„Service Design ist eine Geisteshaltung“

© Thomas Topf

Können auch „Normalos“ kreativ sein? Expertin Katharina Ehrenmüller sagt ja und spricht über Cocktail-Zutaten, Street Lofts und den Aha-Effekt.

Ob Rollstuhlfahrten oder Rollenspiele – in einem Service Design-Prozess laufen kreative Köpfe auf Hochtouren. Die Kernfrage: Wie können Services effizient und kundenfreundlich zugleich gestaltet werden? Katharina Ehrenmüller, Geschäftsführerin von NEA Design Services hat die Methode zur Hand.

Schreibagentur: Stichwort Service Design: Wann ist euer Einsatz gefragt?

Ehrenmüller: Ein Beispiel ist das Steirische Thermenland. Als Anbieter von Thermengutscheinen hatte der Betrieb zwar ein tolles Angebot, aber auch starke Konkurrenz. Wir haben gemeinsam Ideen entwickelt, um den Vertrieb der Gutscheine neu zu gestalten – und zwar aus Kundensicht. In einem Service Design-Prozess rücken wir den Fokus immer auf die Nutzer. Wir designen bestehende Dienstleistungen so um, dass sie der Zielgruppe gerecht werden.

Schreibagentur: Welche Zutaten dürfen in keinem Service Design-Cocktail fehlen?

Ehrenmüller: Zum einen muss das Unternehmen einen gehörigen Schuss Verständnis mitbringen. Die Ausgangslage: Jeder Betrieb ist auch ein Dienstleister. Vor allem Firmen, die aus der Produktion kommen, haben mit diesem Gedanken oft Schwierigkeiten. Die Zutat Nummer zwei sind kreative Köpfe: Wir beziehen – wenn möglich – viele Mitarbeiterinnen und Mitarbeiter mit ein. Es kommen dadurch Personen zu Wort, die täglich mit den Kunden zu tun haben.
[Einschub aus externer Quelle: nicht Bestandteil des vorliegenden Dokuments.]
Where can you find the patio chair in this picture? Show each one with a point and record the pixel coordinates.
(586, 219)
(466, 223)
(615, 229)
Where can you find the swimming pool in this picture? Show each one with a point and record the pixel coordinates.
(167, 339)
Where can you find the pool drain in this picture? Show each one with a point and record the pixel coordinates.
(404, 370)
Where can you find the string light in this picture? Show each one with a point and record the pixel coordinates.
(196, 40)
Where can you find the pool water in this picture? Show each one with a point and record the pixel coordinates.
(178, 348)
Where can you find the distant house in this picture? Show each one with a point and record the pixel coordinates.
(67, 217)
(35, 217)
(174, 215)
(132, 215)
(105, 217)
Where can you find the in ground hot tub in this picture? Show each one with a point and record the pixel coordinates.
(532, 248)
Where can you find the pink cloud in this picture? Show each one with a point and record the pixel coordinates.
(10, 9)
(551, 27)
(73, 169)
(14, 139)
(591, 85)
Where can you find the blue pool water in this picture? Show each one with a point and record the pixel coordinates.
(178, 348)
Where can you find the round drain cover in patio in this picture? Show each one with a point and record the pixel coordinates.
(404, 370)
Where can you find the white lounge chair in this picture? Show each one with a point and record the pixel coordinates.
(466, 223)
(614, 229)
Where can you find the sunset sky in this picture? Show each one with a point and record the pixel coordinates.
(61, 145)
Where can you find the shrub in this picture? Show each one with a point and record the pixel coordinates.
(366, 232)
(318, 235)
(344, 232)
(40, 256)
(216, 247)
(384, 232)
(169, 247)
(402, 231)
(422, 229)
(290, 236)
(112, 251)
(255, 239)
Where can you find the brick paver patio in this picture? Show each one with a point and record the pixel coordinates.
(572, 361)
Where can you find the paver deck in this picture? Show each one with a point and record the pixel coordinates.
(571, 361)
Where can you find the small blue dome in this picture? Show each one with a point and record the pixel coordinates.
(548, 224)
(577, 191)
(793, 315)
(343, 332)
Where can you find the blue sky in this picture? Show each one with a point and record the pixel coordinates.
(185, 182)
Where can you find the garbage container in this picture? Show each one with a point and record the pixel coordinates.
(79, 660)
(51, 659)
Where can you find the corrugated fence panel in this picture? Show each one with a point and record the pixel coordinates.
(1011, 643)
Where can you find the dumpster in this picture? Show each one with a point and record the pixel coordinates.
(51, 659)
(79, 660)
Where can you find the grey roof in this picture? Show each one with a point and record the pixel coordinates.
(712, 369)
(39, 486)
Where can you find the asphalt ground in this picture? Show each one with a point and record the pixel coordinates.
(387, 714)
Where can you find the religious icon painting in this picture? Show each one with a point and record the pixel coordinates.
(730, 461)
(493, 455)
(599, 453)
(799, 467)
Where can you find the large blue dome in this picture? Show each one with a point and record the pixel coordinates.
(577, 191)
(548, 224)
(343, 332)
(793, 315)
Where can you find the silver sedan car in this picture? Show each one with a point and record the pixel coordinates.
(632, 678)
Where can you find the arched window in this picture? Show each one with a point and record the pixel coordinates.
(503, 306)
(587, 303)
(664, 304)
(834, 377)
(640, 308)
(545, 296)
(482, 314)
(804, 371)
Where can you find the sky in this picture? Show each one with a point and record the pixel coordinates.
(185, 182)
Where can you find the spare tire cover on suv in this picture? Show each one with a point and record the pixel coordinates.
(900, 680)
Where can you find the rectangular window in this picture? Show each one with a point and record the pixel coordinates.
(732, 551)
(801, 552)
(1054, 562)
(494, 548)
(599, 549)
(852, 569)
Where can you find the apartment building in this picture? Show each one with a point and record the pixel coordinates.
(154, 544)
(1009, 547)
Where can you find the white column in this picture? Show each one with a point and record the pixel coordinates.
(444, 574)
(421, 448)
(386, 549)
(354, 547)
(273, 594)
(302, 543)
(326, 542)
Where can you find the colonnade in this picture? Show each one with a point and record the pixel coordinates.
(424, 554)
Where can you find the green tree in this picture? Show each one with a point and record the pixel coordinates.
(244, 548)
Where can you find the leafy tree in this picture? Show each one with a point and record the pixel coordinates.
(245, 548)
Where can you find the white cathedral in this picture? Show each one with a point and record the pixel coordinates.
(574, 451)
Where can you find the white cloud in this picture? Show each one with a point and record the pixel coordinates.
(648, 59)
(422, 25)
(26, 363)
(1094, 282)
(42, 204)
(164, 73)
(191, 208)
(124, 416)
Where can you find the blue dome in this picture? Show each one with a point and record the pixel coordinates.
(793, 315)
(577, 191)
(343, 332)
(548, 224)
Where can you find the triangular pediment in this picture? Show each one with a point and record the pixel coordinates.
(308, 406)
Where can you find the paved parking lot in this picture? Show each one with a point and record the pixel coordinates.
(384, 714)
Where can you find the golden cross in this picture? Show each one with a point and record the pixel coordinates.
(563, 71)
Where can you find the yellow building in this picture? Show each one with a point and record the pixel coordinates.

Schreibagentur: Braucht es dazu eine besondere Ausbildung oder kann jeder kreativ sein?

Ehrenmüller: Das Tolle ist: Wirklich jeder kann kreativ sein. Die Voraussetzung dafür ist, dass wir uns aktiv in den Kunden hineinversetzen – da fahren wir auch schon mal mit dem Rollstuhl durch ein Museum. Das kann vor allem bei den Mitarbeiterinnen und Mitarbeitern für Aha-Effekte sorgen. Durch Techniken wie Rollenspiele fördern wir das Out-of-the-Box-Denken und kreieren Verbesserungsideen. Diese werden dann bewertet und im Idealfall umgesetzt.

Schreibagentur: Einer eurer Kunden ist der Street Loft-Anbieter Urbanauts in Wien. Wie lief das Projekt ab?

Ehrenmüller: Wir haben uns mit den Urbanauts zusammengesetzt und zuerst einen prototypischen Kunden kreiert. Wie sieht der Gast eines Street Lofts aus? Um das zu beantworten, haben wir eine greifbare Person gestaltet und ihr ein Gesicht und eine Biographie verpasst. Mit einer Customer Journey testeten wir darauf, wie ein solcher Gast mit der Buchung der Zimmer, der Anreise und der Schlüsselentgegennahme über den Tür-Safe zurechtkommt. Dazu wollten wir wissen, wie er die renovierten Geschäftslokale annimmt und welche Bedürfnisse er hat.

Schreibagentur: Am 6. November startet das Service-Design-Symposium 2014 in Wien. Was können wir erwarten?

Ehrenmüller: Das Symposium wird vom Service Design Network veranstaltet, dem auch NEA angehört. Für uns ist Service Design eine Haltung, die bei jedem Gestaltungsprozess einfließt – und diese Einstellung wollen wir weitergeben. Auf die Besucherinnen und Besucher warten Vorträge und Erfahrungsberichte. Auch ich leite einen Workshop, in dem die Teilnehmerinnen und Teilnehmer einen kompletten Service Design-Prozess in 90 Minuten durchleben. Ich bin selbst schon sehr gespannt und freue mich auf viele kreative Momente.

Vielen Dank für das interessante Gespräch!